Catechism of your church

"403 Following St. Paul, the Church has always taught that the overwhelming misery which oppresses men and their inclination towards evil and death cannot be understood apart from their connection with Adam's sin and the fact that he has transmitted to us a sin with which we are all born afflicted, a sin which is the "death of the soul".[291] Because of this certainty of faith,the Church baptizes for the remission of sins even tiny infants who have not committed personal sin.[292]
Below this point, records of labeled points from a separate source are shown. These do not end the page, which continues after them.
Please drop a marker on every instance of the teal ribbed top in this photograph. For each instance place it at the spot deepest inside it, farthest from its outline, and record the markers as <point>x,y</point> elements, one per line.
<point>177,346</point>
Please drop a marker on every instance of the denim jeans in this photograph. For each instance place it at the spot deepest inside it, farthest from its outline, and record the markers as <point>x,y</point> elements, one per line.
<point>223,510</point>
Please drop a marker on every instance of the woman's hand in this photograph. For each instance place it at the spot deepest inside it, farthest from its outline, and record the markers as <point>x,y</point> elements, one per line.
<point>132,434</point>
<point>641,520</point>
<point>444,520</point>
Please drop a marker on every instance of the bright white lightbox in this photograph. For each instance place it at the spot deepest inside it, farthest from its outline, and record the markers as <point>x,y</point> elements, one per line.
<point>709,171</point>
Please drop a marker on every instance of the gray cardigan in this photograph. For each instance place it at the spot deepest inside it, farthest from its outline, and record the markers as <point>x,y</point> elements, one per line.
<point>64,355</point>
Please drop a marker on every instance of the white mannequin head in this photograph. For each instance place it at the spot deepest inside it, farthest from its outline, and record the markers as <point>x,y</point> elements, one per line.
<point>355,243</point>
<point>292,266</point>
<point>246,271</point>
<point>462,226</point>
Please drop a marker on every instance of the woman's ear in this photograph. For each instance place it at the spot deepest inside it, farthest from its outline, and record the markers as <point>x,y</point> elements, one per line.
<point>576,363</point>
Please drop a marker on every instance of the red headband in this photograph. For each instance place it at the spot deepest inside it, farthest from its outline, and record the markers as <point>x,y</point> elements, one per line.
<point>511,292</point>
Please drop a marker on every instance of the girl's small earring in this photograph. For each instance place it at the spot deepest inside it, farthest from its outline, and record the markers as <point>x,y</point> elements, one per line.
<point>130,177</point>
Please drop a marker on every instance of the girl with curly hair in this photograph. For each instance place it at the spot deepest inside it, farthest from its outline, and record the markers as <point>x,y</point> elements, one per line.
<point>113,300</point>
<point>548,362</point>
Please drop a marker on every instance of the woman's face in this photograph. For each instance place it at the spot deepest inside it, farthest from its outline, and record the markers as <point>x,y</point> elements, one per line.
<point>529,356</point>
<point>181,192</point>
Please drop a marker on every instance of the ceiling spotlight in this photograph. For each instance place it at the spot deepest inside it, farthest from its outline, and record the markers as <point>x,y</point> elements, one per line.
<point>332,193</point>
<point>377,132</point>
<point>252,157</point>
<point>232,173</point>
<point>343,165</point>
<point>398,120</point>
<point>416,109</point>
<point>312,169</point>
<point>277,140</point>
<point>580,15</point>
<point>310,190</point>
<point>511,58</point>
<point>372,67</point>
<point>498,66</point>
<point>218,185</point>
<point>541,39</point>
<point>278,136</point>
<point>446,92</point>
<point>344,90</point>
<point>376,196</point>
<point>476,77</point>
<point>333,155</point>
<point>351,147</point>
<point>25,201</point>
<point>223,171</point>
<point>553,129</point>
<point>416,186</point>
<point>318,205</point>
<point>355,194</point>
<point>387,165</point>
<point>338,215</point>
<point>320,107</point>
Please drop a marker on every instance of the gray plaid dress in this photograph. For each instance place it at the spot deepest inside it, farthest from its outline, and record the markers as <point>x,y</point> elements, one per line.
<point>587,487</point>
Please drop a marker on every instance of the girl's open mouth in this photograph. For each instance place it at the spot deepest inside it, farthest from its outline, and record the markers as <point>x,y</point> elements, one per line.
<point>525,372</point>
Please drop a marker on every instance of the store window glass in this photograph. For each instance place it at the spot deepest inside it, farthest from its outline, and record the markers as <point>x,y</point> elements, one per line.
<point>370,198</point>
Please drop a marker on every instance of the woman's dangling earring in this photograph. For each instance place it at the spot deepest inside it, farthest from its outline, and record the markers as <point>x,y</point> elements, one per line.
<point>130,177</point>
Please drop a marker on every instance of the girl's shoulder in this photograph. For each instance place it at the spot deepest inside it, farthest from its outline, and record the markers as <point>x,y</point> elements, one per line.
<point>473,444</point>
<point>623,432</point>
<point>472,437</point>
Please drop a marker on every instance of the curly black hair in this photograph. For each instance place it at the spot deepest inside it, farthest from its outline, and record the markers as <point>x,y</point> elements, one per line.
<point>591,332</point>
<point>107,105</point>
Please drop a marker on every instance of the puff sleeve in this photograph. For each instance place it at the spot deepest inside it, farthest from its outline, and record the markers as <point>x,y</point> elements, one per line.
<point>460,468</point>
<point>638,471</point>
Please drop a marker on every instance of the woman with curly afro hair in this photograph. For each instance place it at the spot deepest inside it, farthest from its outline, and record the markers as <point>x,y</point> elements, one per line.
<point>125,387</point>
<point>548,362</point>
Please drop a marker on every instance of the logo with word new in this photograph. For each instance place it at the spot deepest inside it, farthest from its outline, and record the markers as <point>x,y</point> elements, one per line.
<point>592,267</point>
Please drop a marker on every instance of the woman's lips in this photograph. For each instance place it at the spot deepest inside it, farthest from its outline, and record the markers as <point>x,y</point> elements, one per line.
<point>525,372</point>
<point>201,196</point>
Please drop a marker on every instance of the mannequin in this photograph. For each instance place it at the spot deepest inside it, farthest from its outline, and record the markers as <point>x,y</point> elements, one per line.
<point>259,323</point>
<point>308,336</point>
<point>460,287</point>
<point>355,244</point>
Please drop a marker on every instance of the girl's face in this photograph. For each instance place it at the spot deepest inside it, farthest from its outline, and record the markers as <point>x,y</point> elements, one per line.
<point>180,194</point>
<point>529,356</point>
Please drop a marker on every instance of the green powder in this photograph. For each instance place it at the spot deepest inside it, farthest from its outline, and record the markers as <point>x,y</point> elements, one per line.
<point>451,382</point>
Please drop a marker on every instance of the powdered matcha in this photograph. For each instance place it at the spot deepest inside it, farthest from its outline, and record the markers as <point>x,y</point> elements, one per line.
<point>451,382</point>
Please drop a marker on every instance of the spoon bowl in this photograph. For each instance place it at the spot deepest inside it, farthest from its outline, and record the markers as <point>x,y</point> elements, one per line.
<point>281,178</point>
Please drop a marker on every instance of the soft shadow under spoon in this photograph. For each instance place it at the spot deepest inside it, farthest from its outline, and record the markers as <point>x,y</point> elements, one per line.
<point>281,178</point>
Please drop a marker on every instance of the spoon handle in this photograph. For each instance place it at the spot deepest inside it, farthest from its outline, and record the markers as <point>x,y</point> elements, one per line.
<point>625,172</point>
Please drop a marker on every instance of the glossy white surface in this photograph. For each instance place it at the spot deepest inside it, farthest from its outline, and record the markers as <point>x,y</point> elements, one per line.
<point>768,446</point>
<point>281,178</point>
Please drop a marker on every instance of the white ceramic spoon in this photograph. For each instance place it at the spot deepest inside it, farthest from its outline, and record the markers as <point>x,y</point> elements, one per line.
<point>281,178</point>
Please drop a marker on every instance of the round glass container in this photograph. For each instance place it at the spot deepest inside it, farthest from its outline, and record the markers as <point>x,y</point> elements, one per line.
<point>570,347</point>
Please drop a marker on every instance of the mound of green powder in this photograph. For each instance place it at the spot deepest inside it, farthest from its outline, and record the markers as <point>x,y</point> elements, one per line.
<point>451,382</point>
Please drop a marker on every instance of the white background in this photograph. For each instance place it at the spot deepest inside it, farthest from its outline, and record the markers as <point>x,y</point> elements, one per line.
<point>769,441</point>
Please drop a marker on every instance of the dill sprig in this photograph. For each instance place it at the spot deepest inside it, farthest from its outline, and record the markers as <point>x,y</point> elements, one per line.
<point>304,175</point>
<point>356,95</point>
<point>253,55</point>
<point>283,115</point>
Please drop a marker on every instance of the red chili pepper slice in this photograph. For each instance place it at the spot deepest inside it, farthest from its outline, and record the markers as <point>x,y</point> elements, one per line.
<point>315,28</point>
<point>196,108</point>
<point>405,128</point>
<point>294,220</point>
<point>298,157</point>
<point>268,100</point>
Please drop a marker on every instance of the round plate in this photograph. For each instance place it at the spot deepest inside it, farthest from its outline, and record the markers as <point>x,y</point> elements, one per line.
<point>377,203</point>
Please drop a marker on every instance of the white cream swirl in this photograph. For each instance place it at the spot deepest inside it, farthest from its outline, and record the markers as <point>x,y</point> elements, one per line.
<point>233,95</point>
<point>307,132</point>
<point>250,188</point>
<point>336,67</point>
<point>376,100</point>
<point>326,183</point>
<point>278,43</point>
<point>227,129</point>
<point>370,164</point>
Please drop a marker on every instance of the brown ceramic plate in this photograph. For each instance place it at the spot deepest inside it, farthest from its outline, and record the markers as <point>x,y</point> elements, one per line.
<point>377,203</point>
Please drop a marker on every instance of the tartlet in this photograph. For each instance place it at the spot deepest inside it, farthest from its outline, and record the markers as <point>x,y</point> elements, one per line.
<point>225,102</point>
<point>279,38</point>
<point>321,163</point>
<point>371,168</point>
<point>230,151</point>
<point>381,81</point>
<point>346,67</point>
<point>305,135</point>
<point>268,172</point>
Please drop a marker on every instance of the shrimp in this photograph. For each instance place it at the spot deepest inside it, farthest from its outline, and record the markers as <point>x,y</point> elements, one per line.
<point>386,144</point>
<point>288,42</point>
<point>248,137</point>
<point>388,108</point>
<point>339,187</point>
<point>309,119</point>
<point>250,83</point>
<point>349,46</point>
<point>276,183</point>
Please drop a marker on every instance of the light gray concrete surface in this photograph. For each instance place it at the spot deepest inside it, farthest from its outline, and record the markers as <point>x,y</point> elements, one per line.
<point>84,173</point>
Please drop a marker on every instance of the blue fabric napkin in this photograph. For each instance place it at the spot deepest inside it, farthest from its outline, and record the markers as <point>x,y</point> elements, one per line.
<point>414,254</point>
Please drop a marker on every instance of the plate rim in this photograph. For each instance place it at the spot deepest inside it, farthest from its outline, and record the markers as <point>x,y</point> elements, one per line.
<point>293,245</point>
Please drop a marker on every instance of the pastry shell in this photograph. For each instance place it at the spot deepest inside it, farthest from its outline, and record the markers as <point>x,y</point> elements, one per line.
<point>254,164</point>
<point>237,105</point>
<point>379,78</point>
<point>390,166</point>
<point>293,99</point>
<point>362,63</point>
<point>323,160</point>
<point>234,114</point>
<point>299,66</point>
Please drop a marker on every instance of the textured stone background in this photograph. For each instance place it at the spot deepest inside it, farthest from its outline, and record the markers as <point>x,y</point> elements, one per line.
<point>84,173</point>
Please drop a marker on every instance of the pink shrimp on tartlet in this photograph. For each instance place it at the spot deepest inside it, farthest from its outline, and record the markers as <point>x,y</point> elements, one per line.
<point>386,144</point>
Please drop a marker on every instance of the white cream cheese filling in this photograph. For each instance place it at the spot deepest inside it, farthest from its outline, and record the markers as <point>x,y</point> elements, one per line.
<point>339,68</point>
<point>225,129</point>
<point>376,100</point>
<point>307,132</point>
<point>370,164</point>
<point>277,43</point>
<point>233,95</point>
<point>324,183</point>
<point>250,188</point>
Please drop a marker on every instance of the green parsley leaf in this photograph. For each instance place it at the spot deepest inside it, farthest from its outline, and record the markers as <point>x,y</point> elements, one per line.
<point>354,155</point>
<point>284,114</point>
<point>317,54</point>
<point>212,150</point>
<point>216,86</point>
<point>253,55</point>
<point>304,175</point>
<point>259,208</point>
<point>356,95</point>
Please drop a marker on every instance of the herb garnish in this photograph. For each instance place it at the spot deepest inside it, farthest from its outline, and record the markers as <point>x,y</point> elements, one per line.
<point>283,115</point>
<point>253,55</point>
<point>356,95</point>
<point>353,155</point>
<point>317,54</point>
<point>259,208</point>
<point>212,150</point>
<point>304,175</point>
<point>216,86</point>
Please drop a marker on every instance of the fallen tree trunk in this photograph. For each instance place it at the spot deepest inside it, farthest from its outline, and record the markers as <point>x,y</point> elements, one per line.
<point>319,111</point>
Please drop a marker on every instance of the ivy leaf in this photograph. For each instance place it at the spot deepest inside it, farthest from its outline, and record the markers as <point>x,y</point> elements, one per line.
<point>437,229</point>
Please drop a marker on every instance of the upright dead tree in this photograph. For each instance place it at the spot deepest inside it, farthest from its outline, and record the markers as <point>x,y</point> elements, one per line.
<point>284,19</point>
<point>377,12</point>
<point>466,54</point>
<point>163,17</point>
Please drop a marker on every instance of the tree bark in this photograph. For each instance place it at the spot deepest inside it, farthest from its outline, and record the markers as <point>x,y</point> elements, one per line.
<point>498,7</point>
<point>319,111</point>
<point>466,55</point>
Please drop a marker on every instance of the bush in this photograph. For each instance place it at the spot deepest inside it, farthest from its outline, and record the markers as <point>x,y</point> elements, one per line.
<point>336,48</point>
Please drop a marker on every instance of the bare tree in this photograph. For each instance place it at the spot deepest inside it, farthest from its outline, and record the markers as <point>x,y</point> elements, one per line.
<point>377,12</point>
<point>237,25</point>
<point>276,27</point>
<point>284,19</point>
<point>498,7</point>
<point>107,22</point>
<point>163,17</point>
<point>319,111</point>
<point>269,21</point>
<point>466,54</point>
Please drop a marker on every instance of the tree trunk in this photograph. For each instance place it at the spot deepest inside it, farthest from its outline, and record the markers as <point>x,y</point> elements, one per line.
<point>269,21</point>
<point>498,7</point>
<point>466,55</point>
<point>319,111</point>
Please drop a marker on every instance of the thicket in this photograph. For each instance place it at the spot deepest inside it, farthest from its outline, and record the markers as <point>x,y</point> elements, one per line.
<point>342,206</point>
404 How did the sin of Adam become the sin of all his descendants? The whole human race is in Adam "as one body of one man".[293] By this "unity of the human race" all men are implicated in Adam's sin, as all are implicated in Christ's justice. Still, the transmission of original sin is a mystery that we cannot fully understand. But we do know by Revelation that Adam had received original holiness and justice not for himself alone, but for all human nature. By yielding to the tempter, Adam and Eve committed a personal sin, but this sin affected the human nature that they would then transmit in a fallen state.[294] It is a sin which will be transmitted by propagation to all mankind, that is, by the transmission of a human nature deprived of original holiness and justice. And that is why original sin is called "sin" only in an analogical sense: it is a sin "contracted" and not "committed" - a state and not an act."

Hermann, it sounds to me like you do have a doctrine of original sin, in spite of your words above.